HE SAID: Same as her rating.
SHE SAID: Didn't really care for these, needs some tweaking.
Chocolate cups |
This recipe sounded perfect since we both prefer our chocolate plain, without nuts and gooey stuff. We turned these into Chocolate Cups since we have an ice maker and do not own ice cube trays! The muffin pan was the smallest "mold" we had.
This really was an easy recipe. Just didn't really tickle our fancy. First of all, we're dark chocolate lovers, not milk chocolate lovers. Again, the recipe was so easy, Dukan'd and chocolate...we couldn't resist trying it. We used Xylitol for the candy which of course since you're mixing ingredients without anything warm to melt the Xylitol, it doesn't dissolve. It gave it sort of a "crunchy" texture which was interesting. The recipe was too sweet for us. Also, the candy never really completely hardens even after refrigerating, so it melts fairly quickly and we ended up licking it off the muffin liners. Perhaps we did something wrong! However, it did inspire us to look for some dark chocolate candy recipes and hopefully this weekend we will have time to experiment.

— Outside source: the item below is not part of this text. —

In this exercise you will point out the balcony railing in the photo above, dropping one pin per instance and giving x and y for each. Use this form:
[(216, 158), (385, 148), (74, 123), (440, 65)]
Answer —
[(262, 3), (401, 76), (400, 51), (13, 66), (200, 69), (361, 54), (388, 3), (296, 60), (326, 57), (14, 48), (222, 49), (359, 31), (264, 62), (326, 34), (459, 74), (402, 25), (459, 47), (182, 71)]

We followed the recipe almost exactly as found on mydukandiet.com with the exception of using silk soy milk instead of regular skimmed milk and no egg yolk.
RECIPE
Makes 5 chocolate cups
Prep Time: 10 minutes
Chill Time: several hours
1 T. unsweetened cacao powder
2 T. silk soy milk (plus a little extra if your mix is dry)
7 T. nonfat powdered milk
3 T. natural sweetener (try less if you prefer less sweet, and maybe a liquid sweetener)
8 drops vanilla extract
Mix all ingredients in a bowl. Add only enough milk to mix easily. Pour into your desired mold (ice cube tray, muffin pan, etc). Refrigerate for several hours.
If you like these, you can even add other flavorings.
Thanks for posting this! I prefer dark chocolate as well (though I wouldn't turn away a piece of Dukan-friendly milk chocolate if it were offered to me...especially now!), and would love to know if you find a good dark chocolate candy recipe -- please keep us posted!
ReplyDeleteWill do! We're thinking we should try heating this mixture to melt the xylitol.